Few participants in our study experienced both stroke and dementia (n = 34), suggesting the events observed and analyzed in this study were unlikely to be part of the same disease continuum (i.e., stroke leading to dementia or vice versa) but may share an underlying pathway affected by exposure to anticholinergics. Our finding of increased risk of ischemic stroke, together with the results for possible AD, suggests that, if these associations do share a common pathway, vascular mechanisms may be involved. Hypothetical explanatory mechanisms for this observation include loss of acetylcholine-mediated vasodilation contributing to loss of cerebral autoregulation,45 suppression of parasympathetic heart rate control contributing to tachyarrhythmias that may increase the risk of ischemic stroke,46, 47 adrenergic stimulation leading to drug-induced atrial fibrillation,48 and reduced glucose metabolism and cerebral atrophy.49 Risacher et al.49 demonstrated an association with anticholinergics and changes in brain structure, with those with highest total anticholinergic burden scores demonstrating the most atrophy. With regard to stroke and vascular dementia, others have suggested that inhaled anticholinergics could have pro-arrhythmic and pro-ischemic properties potentially contributing to cerebral ischemia.50, 51 Muscarinic receptors have also been shown to increase immune/inflammatory responses in rat models,52 and although this process has not been demonstrated in humans, it is possible that anticholinergics may contribute to inflammatory responses that increase the risk of stroke and dementia.6, 53, 54 Nonetheless, the mechanisms discussed above are largely speculative and additional studies are needed to understand the underlying mechanism.

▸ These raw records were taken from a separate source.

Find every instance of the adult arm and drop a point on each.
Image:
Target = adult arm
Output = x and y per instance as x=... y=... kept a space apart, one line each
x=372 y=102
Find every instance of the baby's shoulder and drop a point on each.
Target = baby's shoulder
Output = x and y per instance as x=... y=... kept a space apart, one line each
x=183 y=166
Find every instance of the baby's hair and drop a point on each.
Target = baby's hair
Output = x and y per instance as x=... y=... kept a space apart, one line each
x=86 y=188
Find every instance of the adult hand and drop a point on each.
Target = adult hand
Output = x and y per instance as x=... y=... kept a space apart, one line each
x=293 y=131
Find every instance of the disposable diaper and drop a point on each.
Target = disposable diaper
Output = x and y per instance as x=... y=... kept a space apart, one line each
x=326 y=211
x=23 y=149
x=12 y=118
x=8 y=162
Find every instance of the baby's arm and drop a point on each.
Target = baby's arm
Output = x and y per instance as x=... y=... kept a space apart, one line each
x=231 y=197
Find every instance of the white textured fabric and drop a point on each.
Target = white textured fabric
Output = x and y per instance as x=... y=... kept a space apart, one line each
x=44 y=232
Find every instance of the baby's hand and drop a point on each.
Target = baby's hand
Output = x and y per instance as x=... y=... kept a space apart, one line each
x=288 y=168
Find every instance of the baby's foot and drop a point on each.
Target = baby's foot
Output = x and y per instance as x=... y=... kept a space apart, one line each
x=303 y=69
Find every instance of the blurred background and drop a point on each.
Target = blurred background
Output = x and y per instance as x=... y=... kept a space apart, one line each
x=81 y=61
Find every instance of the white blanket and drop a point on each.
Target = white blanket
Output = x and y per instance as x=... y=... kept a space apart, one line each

Finally, we find that those with high cumulative anticholinergic exposure (i.e., cumulative ACB score of ≥ 3—Table 2) demonstrated similar associations to those exposed to a moderate or highly anticholinergic medication for both dementia and ischemic stroke (Table 3). This suggests that reduction of overall anticholinergic burden is an important clinical target for risk reduction in addition to minimizing specific highly anticholinergic medications.

Strengths and Limitations

A key strength of our study is the prospective design with regular cognitive screening and robust event adjudication, which minimized ascertainment bias. We used a well validated ACB score. We used a large sample of healthy older adults and were able to control for a wide range of demographic, lifestyle, and known risk factors. Reverse causality is a major factor in measuring the association between medications and health outcomes. However, our participants were clinically free of dementia, myocardial infarction, and stroke or TIA at baseline. Furthermore, we screened and excluded participants with a baseline 3MS score that indicated possible early mild cognitive impairment. Overall data quality was high with limited missing data.20

Given the observational design, it is not possible to evaluate causality. This analysis accounted for a wide range of potential confounding variables, but potential for residual confounding remains. Although this population was certified to be free from dementia and major cardiovascular disease at baseline, indication bias cannot be excluded. We did not collect medication dose or length of exposure, nor did we collect non-prescription medications. In our cohort, the total number of participants with polypharmacy was limited. Thus, it is possible that the true associations between anticholinergic exposure and dementia do differ between those with polypharmacy and those without, but we were unable to detect that difference. Finally, although anticholinergic burden remained stable throughout the study for the majority of participants, 25% of participants changed categories and further investigation is required to understand the impact of these transitions on risk of outcomes.

CONCLUSION

We provide evidence that high anticholinergic burden in older adults without pre-existing major cardiovascular disease or cognitive impairment is associated with an increased risk of dementia and ischemic stroke, which may share an underlying vascular pathway. Our findings emphasize the importance of minimizing cumulative anticholinergic burden in health older adults.